Barrett Sides With Fellow Conservatives On Trump Ruling But Suggest Overreach

President Joe Biden speaks with Supreme Court Justice Amy Coney Barrett as he arrives to deliver his State of the Union speech to a joint session of Congress, at the Capitol in Washington, Tuesday, Feb. 7, 2023. (AP Photo/J. Scott Applewhite)

In the unanimous U.S. Supreme Court decision on Monday that former President Donald Trump can remain on the 2024 presidential ballot in Colorado, Justice Amy Coney Barrett sided with liberal justices in her concurring opinion, saying that the majority’s ruling went too far.

The decision strikes down the Colorado Supreme Court ruling that found Trump ineligible for the ballot due to Section 3 of the 14th Amendment, which contains a clause banning people who “engaged in insurrection” from holding office. The state high court said he violated the amendment through his alleged involvement in attempts to overturn the 2020 election and the subsequent Jan. 6, 2021, Capitol riot.

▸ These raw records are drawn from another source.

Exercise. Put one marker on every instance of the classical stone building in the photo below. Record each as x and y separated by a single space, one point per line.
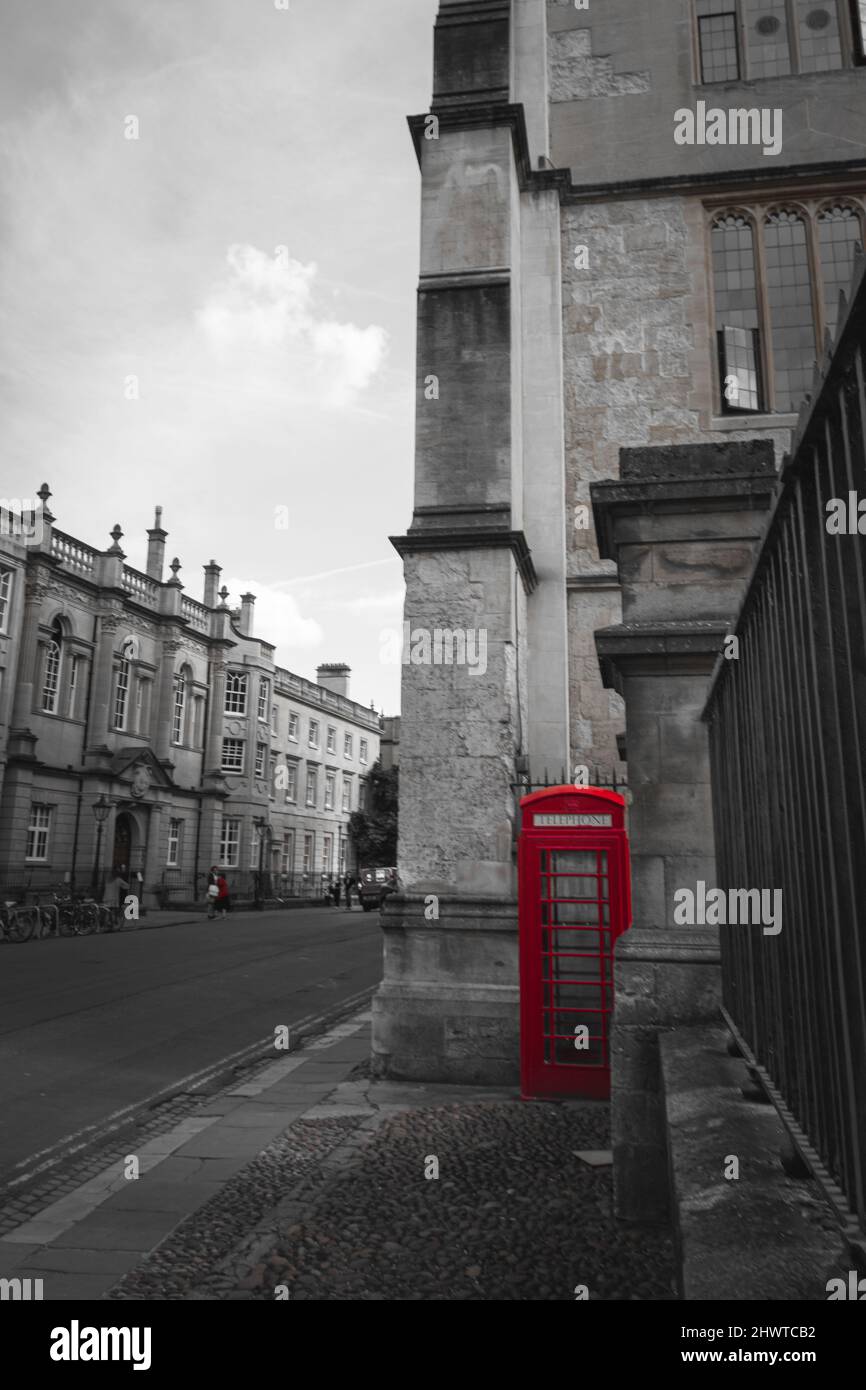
118 688
635 221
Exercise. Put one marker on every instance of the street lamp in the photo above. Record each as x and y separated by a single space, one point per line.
259 823
100 811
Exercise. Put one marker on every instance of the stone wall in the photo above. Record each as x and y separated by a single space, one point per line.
638 370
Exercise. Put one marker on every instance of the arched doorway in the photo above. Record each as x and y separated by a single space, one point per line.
124 843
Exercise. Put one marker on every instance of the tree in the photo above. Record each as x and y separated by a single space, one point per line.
374 830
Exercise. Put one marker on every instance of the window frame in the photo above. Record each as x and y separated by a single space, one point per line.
291 781
7 588
224 856
38 833
232 770
175 834
120 712
808 206
264 698
178 709
52 670
852 42
237 690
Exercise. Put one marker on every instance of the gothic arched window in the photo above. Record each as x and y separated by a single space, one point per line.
53 659
838 230
791 306
180 706
737 317
121 688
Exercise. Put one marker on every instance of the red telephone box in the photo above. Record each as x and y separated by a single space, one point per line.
574 900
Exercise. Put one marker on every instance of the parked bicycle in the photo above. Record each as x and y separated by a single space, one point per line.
17 922
63 915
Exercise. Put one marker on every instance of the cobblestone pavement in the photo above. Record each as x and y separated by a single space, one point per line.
341 1209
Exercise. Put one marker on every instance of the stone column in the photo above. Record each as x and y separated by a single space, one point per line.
153 856
35 595
681 524
166 699
448 1007
102 673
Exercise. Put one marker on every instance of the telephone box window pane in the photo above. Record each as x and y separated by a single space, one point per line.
818 29
838 230
717 42
569 861
766 31
738 366
790 295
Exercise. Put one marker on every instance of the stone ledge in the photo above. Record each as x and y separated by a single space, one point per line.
759 1237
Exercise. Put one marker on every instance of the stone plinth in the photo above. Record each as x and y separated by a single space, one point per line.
448 1005
681 524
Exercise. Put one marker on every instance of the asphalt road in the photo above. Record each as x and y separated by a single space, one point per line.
92 1025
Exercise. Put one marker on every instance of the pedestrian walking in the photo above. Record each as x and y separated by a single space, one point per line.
223 897
213 891
121 883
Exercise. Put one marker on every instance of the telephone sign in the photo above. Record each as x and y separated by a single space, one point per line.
574 900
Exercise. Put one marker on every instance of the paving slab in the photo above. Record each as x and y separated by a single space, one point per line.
231 1141
84 1261
11 1255
163 1197
129 1230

The U.S. Supreme Court ruled that the “responsibility for enforcing” the 14th Amendment’s “insurrection” clause “against federal officeholders and candidates rests with Congress and not the States.”

The court said that “the text of the Fourteenth Amendment, on its face, does not affirmatively delegate such a power to the States.”

“These are not the only reasons the States lack power to enforce this particular constitutional provision with respect to federal offices,” the opinion continued. “But they are important ones, and it is the combination of all the reasons set forth in this opinion—not, as some of our colleagues would have it, just one particular rationale—that resolves this case. In our view, each of these reasons is necessary to provide a complete explanation for the judgment the Court unanimously reaches.”

The three liberal justices – Sonia Sotomayor, Elena Kagan and Ketanji Brown Jackson – agreed with the majority’s judgment but offered a separate concurring opinion, writing, “Although we agree that Colorado cannot enforce Section 3, we protest the majority’s effort to use this case to define the limits of federal enforcement of that provision.”

Barrett wrote in her own separate concurring opinion that she thinks the court only needed to determine whether states lack the power to enforce the insurrection clause. “It does not require us to address the complicated question whether federal legislation is the exclusive vehicle through which Section 3 can be enforced,” she wrote.

“For present purposes, our differences are far less important than our unanimity: All nine Justices agree on the outcome of this case. That is the message Americans should take home,” she also said.